Let $ H $ be a proper subgroup of $ G $ . Then is \begin{align*} \rho :G\times (G:H)& \rightarrow (G:H) \\ (g,hH)& \mapsto ghH \end{align*} a well defined action? This is the left multiplication action and it seems to satisfy all conditions except for the fact that I am not sure that this is even a proper map. Let me elaborate. As $ H $ is not necesseraly normal, coset multiplication is not well defined.

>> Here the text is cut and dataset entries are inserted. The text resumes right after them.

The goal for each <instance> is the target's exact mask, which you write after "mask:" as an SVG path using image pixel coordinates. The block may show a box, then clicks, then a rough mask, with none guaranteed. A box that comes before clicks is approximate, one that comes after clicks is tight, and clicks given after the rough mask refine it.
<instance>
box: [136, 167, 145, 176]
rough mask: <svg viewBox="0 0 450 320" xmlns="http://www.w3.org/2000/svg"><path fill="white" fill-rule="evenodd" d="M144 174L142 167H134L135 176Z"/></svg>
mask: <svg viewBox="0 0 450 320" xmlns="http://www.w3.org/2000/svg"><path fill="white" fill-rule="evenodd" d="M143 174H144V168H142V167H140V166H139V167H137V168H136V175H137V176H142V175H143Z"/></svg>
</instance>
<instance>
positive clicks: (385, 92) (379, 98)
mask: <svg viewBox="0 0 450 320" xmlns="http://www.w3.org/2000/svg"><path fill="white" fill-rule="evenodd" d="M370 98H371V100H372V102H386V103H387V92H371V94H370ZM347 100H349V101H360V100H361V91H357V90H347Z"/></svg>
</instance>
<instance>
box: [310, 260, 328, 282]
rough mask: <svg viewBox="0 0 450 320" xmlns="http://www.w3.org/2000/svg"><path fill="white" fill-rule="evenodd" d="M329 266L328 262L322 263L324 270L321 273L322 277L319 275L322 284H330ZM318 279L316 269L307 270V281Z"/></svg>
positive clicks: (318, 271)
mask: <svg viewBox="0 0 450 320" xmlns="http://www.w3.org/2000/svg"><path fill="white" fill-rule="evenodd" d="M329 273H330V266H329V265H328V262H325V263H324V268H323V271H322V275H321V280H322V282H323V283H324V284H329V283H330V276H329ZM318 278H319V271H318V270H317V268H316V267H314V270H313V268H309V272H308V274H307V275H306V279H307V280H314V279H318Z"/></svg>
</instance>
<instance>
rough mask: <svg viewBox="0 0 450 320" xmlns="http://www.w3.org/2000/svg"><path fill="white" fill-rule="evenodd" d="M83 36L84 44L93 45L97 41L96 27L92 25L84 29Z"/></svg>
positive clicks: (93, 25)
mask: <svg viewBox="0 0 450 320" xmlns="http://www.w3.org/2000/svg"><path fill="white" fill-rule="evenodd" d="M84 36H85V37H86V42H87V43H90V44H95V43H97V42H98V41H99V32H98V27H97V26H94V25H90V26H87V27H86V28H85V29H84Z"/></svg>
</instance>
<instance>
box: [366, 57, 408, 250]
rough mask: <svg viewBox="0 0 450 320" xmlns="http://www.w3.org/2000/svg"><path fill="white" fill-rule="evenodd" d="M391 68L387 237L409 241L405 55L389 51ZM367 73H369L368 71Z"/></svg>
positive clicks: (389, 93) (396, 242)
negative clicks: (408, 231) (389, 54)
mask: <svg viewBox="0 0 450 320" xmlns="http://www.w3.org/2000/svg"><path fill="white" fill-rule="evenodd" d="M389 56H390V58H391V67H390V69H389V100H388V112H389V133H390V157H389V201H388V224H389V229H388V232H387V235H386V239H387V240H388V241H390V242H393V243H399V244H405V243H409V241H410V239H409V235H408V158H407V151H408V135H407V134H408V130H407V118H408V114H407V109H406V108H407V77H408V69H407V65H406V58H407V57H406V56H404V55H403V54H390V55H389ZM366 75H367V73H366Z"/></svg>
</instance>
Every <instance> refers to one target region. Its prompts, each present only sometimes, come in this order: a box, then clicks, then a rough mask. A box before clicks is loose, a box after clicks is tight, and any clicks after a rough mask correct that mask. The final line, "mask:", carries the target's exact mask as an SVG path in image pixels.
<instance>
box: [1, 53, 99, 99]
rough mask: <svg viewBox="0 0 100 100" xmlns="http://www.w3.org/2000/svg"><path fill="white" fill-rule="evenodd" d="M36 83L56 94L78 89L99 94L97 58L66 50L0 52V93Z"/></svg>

Thus if we consider \begin{align*} h_1 H=h_2 H, \end{align*} i.e. $ h_1 h_2 ^{-1}\in H $, we need not have \begin{align*} \rho (g,h_1 H)=\rho (g,h_2 H) \tag{\(*\)} \end{align*} as \begin{align*} (*)& \iff gh_1 H=gh_2 H \\ & \iff gh_1 ( gh_2 )^{-1}\in H \\ & \iff gh_1 h_2 ^{-1} g^{-1} \in H \end{align*} need not be true as $ H $ is not neceserally a normal subgroup.

Main Question: Is the action well defined?

I would really appreciate if someone can explain this to me.


Solution 1:

You messed up the condition for equality of left cosets.

Recall that $xH=yH$ if and only if $y^{-1}xH=H$, if and only if $y^{-1}x\in H$.

So if $xH=yH$ and $g\in G$, then $y^{-1}x\in H$, hence $y^{-1}(g^{-1}g)x\in H$, hence $(y^{-1}g^{-1})(gx)\in H$, hence $(gy)^{-1}(gx)\in H$, hence $gxH = gyH$. So the action is well defined.